“STaR: Bootstrapping Reasoning With Reasoning”, Eric Zelikman, Yuhuai Wu, Noah D. Goodman2022-03-28 (, , ; backlinks; similar)⁠:

Generating step-by-step “chain-of-thought” rationales improves language model performance on complex reasoning tasks like mathematics or commonsense question-answering. However, inducing language model rationale generation currently requires either constructing massive rationale datasets or sacrificing accuracy by using only few-shot inference.
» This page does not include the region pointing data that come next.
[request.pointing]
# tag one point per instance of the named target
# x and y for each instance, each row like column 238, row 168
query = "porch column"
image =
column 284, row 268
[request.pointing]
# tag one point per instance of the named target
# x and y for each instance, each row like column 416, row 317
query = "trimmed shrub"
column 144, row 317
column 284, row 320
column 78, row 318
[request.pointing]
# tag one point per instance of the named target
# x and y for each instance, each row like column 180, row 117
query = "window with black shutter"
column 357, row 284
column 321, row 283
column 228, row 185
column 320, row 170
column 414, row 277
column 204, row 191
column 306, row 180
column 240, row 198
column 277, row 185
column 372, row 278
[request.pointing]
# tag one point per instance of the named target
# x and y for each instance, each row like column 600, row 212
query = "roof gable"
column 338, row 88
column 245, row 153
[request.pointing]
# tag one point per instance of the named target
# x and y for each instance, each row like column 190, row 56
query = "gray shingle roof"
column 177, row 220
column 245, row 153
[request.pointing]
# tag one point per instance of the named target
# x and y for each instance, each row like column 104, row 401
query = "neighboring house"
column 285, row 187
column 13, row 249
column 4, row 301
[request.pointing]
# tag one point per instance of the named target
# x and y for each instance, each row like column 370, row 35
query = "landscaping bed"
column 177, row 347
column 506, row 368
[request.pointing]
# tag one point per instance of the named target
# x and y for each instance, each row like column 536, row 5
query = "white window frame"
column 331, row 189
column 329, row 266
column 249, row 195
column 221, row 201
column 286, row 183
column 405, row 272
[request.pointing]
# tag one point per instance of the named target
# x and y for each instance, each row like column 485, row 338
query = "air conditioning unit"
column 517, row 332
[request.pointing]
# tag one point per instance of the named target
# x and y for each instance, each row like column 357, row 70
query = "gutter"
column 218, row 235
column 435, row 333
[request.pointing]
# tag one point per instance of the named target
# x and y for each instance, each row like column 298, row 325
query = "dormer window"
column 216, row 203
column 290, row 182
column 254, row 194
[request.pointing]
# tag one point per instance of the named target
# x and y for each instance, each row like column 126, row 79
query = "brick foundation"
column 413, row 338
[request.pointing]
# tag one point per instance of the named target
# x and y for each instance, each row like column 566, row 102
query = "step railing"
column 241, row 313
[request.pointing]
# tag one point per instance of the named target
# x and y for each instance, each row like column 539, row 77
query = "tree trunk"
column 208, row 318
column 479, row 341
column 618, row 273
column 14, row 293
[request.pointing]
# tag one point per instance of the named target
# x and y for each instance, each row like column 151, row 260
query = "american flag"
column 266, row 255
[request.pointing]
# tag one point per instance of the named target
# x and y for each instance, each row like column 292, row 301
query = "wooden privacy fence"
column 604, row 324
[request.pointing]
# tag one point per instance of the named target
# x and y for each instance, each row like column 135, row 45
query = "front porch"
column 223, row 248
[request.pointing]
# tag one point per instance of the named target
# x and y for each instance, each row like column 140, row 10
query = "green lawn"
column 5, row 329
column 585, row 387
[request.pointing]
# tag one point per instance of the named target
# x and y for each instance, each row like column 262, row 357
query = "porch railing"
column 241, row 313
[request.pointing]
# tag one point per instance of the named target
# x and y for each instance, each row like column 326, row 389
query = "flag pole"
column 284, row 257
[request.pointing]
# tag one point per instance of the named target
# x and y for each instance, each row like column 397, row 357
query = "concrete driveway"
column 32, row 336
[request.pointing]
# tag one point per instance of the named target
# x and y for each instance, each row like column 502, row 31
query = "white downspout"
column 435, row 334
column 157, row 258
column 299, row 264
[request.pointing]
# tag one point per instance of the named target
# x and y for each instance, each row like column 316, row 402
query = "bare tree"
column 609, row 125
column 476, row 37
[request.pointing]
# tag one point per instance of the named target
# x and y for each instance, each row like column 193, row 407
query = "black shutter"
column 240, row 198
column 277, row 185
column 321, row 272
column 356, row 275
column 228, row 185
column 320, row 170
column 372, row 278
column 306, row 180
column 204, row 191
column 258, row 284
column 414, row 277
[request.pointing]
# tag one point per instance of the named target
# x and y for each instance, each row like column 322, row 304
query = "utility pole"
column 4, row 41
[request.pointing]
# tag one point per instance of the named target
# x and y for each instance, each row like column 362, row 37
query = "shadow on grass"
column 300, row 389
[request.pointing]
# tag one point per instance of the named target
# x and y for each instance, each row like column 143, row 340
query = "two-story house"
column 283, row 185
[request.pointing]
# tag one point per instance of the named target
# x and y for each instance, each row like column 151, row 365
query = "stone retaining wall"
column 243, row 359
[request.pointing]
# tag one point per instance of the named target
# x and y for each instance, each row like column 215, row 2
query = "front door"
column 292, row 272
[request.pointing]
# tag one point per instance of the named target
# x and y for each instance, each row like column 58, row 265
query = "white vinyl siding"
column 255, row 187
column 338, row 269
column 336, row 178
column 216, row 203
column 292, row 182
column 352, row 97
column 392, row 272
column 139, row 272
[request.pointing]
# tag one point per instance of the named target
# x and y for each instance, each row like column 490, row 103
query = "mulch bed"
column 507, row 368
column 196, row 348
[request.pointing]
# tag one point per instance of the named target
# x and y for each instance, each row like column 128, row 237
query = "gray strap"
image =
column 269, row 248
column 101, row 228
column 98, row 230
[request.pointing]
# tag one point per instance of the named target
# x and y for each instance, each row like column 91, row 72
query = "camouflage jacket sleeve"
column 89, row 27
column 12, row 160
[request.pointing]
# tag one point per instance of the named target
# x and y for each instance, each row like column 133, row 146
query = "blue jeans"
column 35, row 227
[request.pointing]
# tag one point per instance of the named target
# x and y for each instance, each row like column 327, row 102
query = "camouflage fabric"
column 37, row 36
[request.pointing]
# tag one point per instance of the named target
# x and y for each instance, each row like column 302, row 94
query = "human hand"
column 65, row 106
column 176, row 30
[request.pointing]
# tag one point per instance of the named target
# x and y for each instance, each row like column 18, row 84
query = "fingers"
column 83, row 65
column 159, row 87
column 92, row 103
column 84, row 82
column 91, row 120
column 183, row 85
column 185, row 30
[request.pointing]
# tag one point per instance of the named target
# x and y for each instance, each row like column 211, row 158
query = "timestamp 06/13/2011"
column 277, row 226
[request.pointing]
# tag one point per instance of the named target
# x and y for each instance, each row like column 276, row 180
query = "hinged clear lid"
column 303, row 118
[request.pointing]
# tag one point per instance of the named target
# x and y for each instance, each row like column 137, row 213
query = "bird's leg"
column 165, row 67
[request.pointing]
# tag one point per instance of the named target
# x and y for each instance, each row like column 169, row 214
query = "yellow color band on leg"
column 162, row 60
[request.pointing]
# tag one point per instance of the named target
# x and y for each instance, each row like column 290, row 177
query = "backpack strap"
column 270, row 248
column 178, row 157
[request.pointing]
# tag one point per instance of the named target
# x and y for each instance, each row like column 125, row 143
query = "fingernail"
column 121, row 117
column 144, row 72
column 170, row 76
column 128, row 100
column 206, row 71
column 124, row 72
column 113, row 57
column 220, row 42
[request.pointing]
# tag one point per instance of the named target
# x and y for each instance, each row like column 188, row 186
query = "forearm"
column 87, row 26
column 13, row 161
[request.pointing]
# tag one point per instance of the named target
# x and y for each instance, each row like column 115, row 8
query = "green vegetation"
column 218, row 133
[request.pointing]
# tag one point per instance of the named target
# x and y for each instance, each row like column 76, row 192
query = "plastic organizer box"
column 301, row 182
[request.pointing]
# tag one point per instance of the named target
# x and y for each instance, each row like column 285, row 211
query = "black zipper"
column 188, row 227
We propose a technique to iteratively leverage a small number of rationale examples and a large dataset without rationales, to bootstrap the ability to perform successively more complex reasoning. This technique, the Self-Taught Reasoner (STaR), relies on a simple loop [self-distillation]: generate rationales to answer many questions, prompted with a few rationale examples; if the generated answers are wrong, try again to generate a rationale given the correct answer; fine-tune on all the rationales that ultimately yielded correct answers; repeat.

We show that STaR substantially improves performance on multiple datasets compared to a model fine-tuned to directly predict final answers, and performs comparably to fine-tuning a 30× larger state-of-the-art language model on CommensenseQA.

Thus, STaR lets a model improve itself by learning from its own generated reasoning.